Data Filtering
Data filtering works by looking at the content returned by the web page
rather than the request for that content. Because this requires looking
at much more data, these solutions are generally less scalable and more
expensive than those using URL filtering.
The most widely-used type of data filtering is keyword filtering. The
keywords may be chosen by humans or by computers. Unfortunately, this
approach is prone to errors. Everyone has heard how the White House home
page was blocked because some filtering company had "couple" in their
keyword filter list. In addition, many inappropriate sites consist
entirely of pictures or have accompanying text in different languages.
Keyword filters don't do well in these situations.
Some of the limitations of keyword filters can be partially overcome by
using sophisticated AI techniques (most notably neural networks) to build
more complex rules. However, ultimately these are still keyword filters
and suffer from most of the limitations inherent to textual analysis.

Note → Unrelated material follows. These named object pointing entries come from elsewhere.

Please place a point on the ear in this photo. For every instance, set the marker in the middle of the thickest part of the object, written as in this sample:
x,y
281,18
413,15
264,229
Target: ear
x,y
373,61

A few people have tried to implement real-time or near-real-time image
recognition ("nipple filters") with limited success.
Another approach to data-filtering is to embed meta-tags into the web
pages or the HTTP reply headers. These self-labelling schemes have
been tried by various parties (PICS, RSACi, SafeSurf) over the past
several years with minimal success. This approach requires complete
acceptance and compliance by all of the relevant content providers,
which is extremely unlikely.